鵞足炎の原因|膝内側の激痛は内股とハムストリングス

東角剛司

東角剛司

テーマ:身体の痛み・不調

みなさん、こんにちは。

こころ鍼灸整骨院の東角です。

「走っていると、膝の内側の下あたりがズキズキと痛み出す。」

「階段を上り下りする時、膝の内側が擦れるような鋭い痛みがある。」

「膝の内側を押すと、飛び上がるほどの激痛が走る。」

そんな、膝の関節そのものではなく、少し下の内側に起こる痛み、「鵞足炎(がそくえん)」に悩まされていませんか?

「軟骨がすり減ったのかな?」と心配になりがちですが、鵞足炎は関節の中の問題ではありません。

膝の内側に集まっている「筋肉の腱」が、骨とこすれ合って炎症を起こしている状態です。

多くの方が湿布を貼って様子を見ますが、痛みを引き起こしている「膝の動かし方」が変わらない限り、痛みは何度でも再発してしまいます。
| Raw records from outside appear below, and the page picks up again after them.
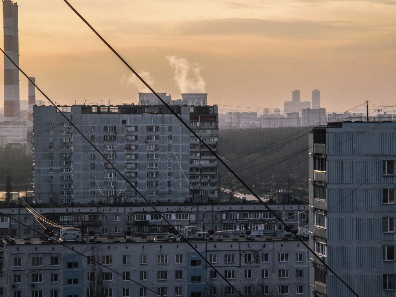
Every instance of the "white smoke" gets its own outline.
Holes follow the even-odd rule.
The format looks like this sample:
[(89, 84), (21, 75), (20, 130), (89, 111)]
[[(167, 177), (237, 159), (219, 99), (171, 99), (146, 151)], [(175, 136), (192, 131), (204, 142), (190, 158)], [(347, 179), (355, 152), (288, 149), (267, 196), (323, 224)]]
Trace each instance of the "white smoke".
[[(139, 70), (137, 72), (137, 73), (149, 86), (152, 88), (152, 87), (154, 83), (154, 80), (149, 72), (145, 71), (144, 70)], [(123, 76), (122, 80), (124, 83), (128, 86), (134, 85), (139, 93), (144, 93), (149, 91), (147, 87), (134, 73), (131, 73), (128, 77)]]
[(197, 63), (192, 65), (184, 58), (168, 56), (171, 66), (175, 70), (173, 79), (182, 93), (205, 93), (206, 84), (200, 73), (201, 67)]

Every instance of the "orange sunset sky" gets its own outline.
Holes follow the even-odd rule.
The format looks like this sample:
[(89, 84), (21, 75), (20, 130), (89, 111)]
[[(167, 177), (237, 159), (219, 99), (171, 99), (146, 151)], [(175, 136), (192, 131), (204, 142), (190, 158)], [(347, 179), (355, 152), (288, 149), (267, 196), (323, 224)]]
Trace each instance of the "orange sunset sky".
[[(183, 90), (166, 57), (172, 56), (189, 63), (187, 78), (200, 75), (209, 103), (222, 111), (282, 110), (295, 89), (310, 101), (319, 89), (328, 112), (366, 100), (396, 104), (395, 0), (70, 2), (154, 89), (174, 99)], [(50, 98), (137, 100), (128, 70), (63, 1), (17, 3), (20, 65)], [(27, 99), (22, 76), (21, 85)]]

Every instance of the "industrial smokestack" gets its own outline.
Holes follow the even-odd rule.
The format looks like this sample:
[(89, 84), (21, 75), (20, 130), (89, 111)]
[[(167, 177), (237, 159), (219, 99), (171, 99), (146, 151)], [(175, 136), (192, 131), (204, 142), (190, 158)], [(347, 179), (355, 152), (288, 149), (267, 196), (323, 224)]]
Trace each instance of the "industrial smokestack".
[[(3, 0), (4, 50), (6, 53), (19, 65), (18, 29), (18, 5), (11, 0)], [(4, 116), (20, 116), (19, 72), (8, 58), (4, 59)]]

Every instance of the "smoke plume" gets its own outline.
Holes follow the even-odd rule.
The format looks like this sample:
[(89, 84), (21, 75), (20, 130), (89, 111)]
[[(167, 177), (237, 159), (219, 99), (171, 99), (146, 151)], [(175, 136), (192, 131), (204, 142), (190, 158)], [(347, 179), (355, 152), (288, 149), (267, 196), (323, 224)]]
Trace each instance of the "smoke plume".
[(166, 59), (175, 70), (173, 79), (182, 93), (205, 93), (205, 81), (200, 73), (197, 63), (191, 65), (184, 58), (168, 56)]
[[(154, 80), (149, 72), (143, 70), (140, 70), (137, 72), (137, 73), (148, 84), (149, 86), (152, 87), (154, 83)], [(123, 77), (122, 80), (124, 83), (128, 86), (134, 85), (139, 93), (149, 91), (147, 87), (133, 73), (131, 73), (128, 77)]]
痛みを引き起こしている膝の動かし方が変わらない限り、痛みは何度でも再発してしまうのです。

その背景には、膝が内側に入ってしまう「ニーイン(Knee-in)」という動作の癖と、太ももの裏側の筋肉「ハムストリングスの硬さ」という、明確な物理的要因が隠れています。

今回は、練習を休む前に知っておくべき、膝の内側が痛くなる生理学的なメカニズムについて解説します。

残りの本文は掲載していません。